Start: 12:00 PM
End: 01:00 PM
Presenter: Jonathan Boerger
Jonathan Boerger and his wife, Melissa, help lead a church in Kitchener, where they live with their three children who are all finally in school. Jonathan is in the PhD program at McMaster Divinity College where his research focuses on integrating trauma studies with incarnational theology and the theological concept of forgiveness and its practice in the life and ministry of the church. Jonathan’s ideal location for research is a secluded cabin with panoramic views and a private library. This dream is not yet a reality.

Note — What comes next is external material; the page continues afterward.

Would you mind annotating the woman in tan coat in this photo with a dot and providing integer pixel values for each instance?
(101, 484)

Paper Topic: Paul’s Christomorphic Wisdom in 1 Corinthians: Eschatological Telic Revelation According to a Hermeneutic of Wisdom
Abstract: This paper compares recent disparate hermeneutical proposals in order to draw out essential elements of a Christian hermeneutic of wisdom, which involves the tension of the gift and call of the gospel and recognizes Christ as the essential point of orientation. This analysis and approach is applied to 1 Corinthians, (re)reading chapters 1—4 in light of chapter 13 and thereby demonstrating that Paul’s view of wisdom is a qualitative, wholistic integration of devotions, convictions, and actions. For Paul, the gospel of Christ is not just Christocentric in content and focus, but also Christoformic in form and effect. On this basis, this paper argues that in 1 Corinthians Paul portrays true wisdom as the Christoformic edification of the church towards the eschatological telic revelation of the wisdom of Jesus Christ, which involves an essential tension between what is known and what is unknown yet will be revealed in Christ. This study may help serve as a biblical basis for a systematic apophatic theology and for a pastoral theological conception of God’s initiating and sustaining role in Christian spirituality as well as the appropriate human posture and response.

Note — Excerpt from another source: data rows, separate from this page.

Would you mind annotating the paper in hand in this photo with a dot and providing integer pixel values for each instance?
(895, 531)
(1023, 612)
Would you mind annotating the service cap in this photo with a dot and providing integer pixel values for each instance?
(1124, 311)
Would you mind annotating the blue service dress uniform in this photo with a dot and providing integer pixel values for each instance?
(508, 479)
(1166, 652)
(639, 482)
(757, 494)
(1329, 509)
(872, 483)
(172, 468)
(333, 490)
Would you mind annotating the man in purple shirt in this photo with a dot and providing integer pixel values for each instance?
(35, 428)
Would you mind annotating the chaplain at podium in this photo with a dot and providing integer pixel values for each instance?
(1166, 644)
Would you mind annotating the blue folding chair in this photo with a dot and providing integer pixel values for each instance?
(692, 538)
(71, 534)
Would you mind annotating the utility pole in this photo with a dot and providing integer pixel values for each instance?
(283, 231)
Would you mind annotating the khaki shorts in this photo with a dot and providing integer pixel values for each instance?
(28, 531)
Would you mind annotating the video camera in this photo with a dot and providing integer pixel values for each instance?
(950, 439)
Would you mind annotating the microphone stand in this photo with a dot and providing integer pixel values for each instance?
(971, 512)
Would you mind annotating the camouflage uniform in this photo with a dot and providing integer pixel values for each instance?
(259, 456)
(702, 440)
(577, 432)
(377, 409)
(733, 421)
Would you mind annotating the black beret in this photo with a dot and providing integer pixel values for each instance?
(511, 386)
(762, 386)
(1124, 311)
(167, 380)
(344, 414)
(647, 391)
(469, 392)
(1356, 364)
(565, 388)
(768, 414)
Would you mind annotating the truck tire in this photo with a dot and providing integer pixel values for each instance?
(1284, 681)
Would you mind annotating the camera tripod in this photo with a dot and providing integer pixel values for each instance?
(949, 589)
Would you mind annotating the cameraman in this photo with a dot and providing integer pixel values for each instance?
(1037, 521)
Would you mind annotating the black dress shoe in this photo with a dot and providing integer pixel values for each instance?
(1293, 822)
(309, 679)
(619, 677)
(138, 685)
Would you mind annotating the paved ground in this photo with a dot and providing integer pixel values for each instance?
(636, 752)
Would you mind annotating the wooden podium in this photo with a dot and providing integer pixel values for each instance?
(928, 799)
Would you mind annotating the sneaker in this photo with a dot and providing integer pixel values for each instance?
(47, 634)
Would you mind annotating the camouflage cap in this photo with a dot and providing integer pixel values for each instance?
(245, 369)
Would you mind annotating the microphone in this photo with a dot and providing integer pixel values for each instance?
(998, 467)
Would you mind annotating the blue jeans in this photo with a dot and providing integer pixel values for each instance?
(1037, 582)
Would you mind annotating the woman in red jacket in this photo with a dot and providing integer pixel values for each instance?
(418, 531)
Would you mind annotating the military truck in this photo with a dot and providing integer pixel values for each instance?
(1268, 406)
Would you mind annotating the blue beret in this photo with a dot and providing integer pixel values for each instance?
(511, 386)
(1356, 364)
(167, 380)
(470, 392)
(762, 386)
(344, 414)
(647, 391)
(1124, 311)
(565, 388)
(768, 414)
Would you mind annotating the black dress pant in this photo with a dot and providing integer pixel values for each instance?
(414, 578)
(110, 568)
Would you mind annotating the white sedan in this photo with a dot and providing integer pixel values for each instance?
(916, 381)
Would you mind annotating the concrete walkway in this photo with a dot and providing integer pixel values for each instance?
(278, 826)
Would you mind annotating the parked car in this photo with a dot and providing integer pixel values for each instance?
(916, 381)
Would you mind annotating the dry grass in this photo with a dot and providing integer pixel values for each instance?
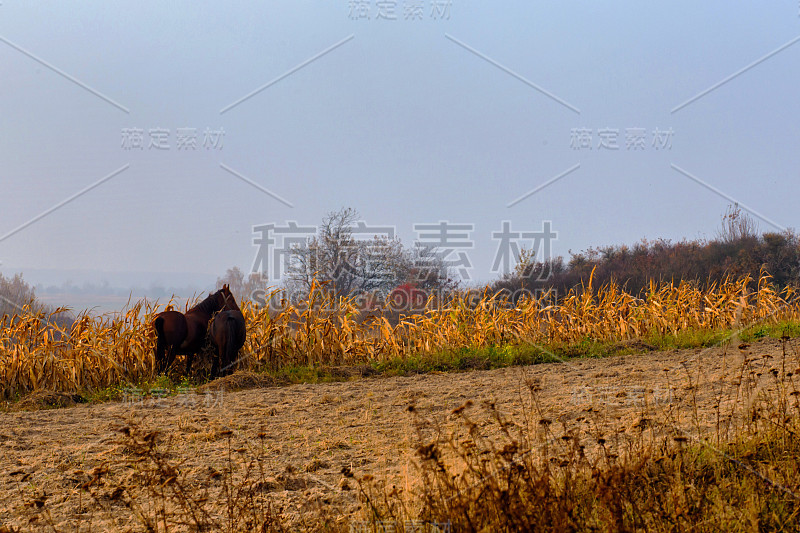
(95, 353)
(541, 474)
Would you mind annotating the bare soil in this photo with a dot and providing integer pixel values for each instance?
(60, 467)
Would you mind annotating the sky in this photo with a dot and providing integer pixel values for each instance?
(142, 142)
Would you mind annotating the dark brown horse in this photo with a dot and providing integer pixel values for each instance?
(185, 334)
(227, 332)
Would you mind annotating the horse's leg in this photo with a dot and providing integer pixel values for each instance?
(231, 348)
(189, 358)
(160, 355)
(215, 363)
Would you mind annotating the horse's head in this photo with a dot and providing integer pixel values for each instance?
(225, 298)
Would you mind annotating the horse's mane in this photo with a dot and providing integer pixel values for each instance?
(230, 304)
(209, 305)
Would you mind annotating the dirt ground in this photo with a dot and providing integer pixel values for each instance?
(59, 467)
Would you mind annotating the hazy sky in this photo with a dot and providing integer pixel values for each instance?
(452, 112)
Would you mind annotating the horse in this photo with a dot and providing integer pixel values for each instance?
(227, 332)
(185, 334)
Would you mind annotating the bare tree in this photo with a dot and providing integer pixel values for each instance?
(736, 225)
(349, 265)
(14, 294)
(242, 287)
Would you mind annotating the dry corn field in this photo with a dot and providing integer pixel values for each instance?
(99, 352)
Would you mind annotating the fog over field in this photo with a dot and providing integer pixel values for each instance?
(148, 147)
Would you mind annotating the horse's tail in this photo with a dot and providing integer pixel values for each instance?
(158, 324)
(231, 347)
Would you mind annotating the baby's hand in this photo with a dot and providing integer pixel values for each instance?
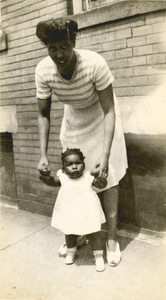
(45, 176)
(99, 182)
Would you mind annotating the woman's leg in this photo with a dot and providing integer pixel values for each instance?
(96, 243)
(71, 240)
(110, 207)
(95, 240)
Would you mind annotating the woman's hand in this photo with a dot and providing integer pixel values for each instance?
(43, 165)
(101, 167)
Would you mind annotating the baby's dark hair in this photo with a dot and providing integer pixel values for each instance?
(54, 30)
(71, 151)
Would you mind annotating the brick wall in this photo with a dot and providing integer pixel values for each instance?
(134, 48)
(18, 88)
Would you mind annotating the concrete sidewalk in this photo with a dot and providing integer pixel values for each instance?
(32, 270)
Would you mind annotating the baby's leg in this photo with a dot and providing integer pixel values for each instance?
(71, 242)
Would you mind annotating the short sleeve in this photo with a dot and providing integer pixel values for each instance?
(43, 91)
(89, 177)
(102, 76)
(59, 173)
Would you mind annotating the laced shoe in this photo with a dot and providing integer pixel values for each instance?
(70, 257)
(99, 261)
(113, 257)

The MDC Theological Research Seminar (TRS) will be held virtually for the 2021-22 academic year. TRS meets for an hour twice per month on Tuesdays. Each seminar includes about thirty minutes for the paper presentation and twenty minutes for discussion.

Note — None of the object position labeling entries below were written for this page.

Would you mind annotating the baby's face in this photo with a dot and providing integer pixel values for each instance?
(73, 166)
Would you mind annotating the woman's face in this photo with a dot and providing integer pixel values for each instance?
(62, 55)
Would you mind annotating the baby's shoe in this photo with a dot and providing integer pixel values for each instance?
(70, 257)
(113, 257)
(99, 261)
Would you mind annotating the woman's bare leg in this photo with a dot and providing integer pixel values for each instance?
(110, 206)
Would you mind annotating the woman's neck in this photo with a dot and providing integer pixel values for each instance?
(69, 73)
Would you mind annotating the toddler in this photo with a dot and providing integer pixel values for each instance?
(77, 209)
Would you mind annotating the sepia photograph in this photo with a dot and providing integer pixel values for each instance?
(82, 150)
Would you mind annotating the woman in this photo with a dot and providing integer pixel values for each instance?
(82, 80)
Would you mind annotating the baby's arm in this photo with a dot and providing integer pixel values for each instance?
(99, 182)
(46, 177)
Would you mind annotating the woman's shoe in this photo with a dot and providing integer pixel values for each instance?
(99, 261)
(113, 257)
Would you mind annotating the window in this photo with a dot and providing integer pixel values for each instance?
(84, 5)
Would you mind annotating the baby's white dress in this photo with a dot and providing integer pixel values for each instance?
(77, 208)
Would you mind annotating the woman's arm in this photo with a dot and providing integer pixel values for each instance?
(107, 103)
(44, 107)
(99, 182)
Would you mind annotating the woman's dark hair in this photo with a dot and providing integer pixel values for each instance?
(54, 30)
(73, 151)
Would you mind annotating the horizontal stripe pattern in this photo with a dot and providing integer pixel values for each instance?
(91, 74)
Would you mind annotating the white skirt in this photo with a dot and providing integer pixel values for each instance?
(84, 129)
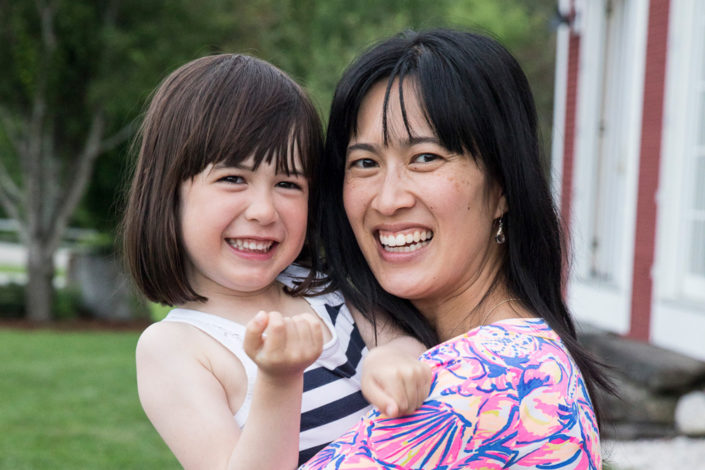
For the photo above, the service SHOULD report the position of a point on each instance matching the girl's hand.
(283, 346)
(394, 380)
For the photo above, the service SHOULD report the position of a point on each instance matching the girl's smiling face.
(241, 227)
(422, 215)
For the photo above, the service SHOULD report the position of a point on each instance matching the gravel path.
(655, 454)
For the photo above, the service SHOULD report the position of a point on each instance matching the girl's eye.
(363, 163)
(289, 185)
(234, 179)
(425, 158)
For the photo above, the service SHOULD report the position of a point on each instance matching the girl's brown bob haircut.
(217, 109)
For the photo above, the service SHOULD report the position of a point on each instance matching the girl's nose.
(261, 208)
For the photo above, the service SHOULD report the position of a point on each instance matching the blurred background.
(620, 91)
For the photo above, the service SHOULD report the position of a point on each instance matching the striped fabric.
(332, 401)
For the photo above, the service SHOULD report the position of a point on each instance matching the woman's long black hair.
(477, 100)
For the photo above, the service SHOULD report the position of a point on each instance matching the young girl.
(217, 213)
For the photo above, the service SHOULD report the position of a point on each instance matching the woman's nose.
(393, 194)
(261, 208)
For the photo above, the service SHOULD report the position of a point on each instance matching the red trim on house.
(651, 130)
(571, 104)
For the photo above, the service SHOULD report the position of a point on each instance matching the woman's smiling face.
(422, 215)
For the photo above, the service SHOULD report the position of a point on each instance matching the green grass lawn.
(68, 400)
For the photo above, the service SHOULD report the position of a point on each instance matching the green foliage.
(119, 65)
(67, 304)
(70, 401)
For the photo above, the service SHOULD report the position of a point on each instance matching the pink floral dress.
(505, 395)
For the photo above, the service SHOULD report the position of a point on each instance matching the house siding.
(649, 164)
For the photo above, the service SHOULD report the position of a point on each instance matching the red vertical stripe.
(651, 134)
(569, 130)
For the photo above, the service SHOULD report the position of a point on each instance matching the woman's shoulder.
(505, 348)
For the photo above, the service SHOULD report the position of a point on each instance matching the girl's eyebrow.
(239, 166)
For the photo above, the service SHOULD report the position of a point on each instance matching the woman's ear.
(501, 208)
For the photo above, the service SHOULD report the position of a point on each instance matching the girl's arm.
(393, 379)
(187, 382)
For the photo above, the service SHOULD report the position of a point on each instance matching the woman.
(445, 220)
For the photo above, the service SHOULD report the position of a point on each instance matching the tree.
(73, 70)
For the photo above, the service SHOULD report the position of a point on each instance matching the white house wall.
(606, 304)
(678, 321)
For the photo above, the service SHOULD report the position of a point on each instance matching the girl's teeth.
(251, 245)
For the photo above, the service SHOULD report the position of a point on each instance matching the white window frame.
(678, 309)
(606, 304)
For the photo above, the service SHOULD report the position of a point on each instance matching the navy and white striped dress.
(332, 401)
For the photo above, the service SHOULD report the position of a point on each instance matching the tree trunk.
(39, 289)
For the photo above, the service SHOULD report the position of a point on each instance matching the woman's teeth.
(251, 245)
(405, 242)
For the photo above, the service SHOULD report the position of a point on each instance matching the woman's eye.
(425, 158)
(288, 185)
(234, 179)
(363, 163)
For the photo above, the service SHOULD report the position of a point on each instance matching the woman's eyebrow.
(411, 141)
(362, 146)
(414, 140)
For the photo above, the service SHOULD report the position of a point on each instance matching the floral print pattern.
(505, 395)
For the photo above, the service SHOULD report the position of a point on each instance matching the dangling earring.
(499, 237)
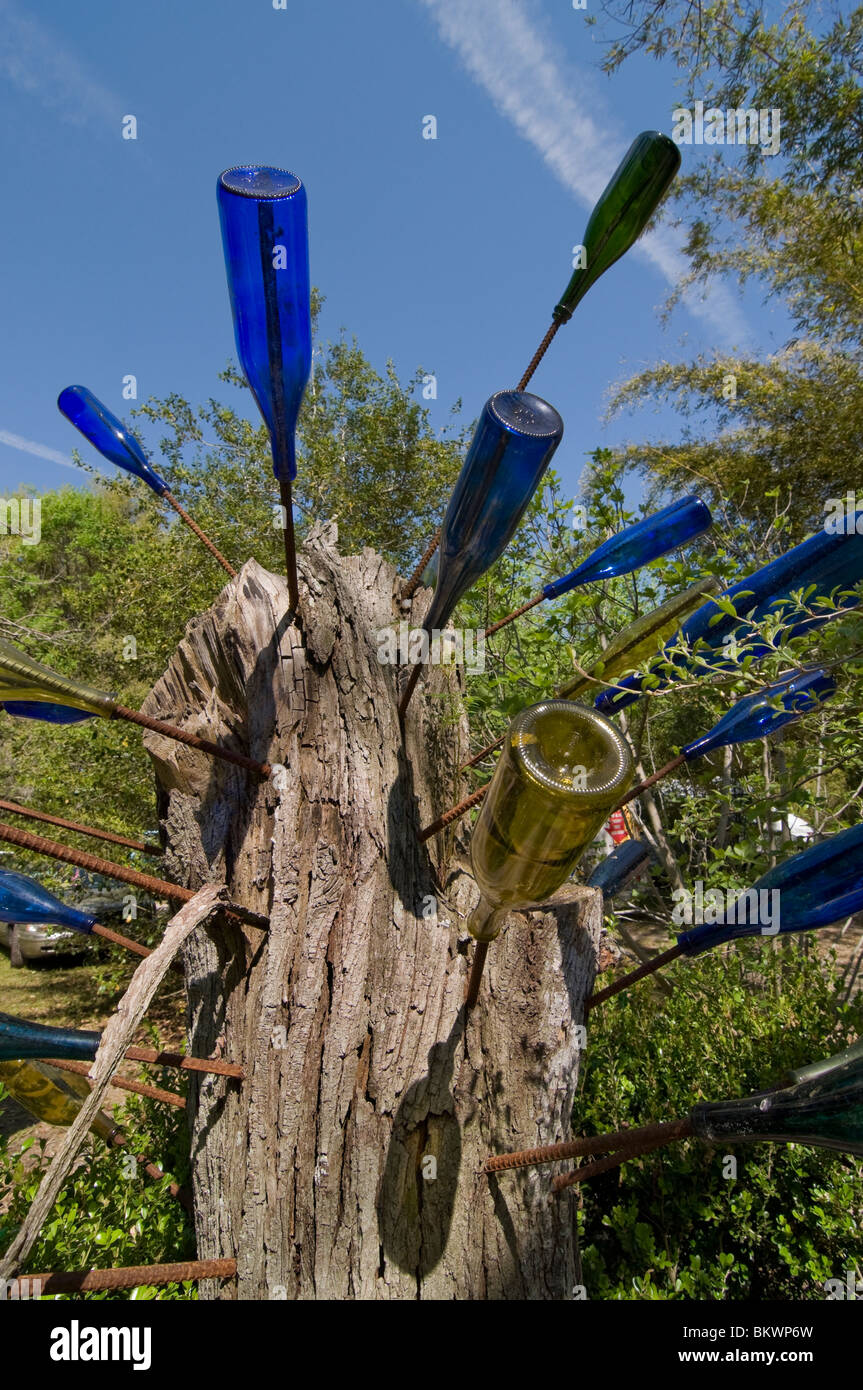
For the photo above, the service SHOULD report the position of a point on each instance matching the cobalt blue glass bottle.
(620, 868)
(756, 716)
(49, 713)
(816, 887)
(20, 1039)
(24, 900)
(638, 544)
(513, 445)
(109, 435)
(831, 563)
(266, 241)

All advanced degree students are invited to present a paper and share your research with your colleagues. TRS is an excellent opportunity to “test drive” a paper you will be presenting at an upcoming conference and receive helpful feedback on your current research projects. Thinking about submitting an article to a journal and want some interaction first? TRS will provide it. Just published an article or an essay and want to share it us? TRS is an excellent opportunity to broadcast it.
This year the organizing committee consists of Dr. Francis Pang, Dr. Michael Knowles, and Dr. Steve Studebaker.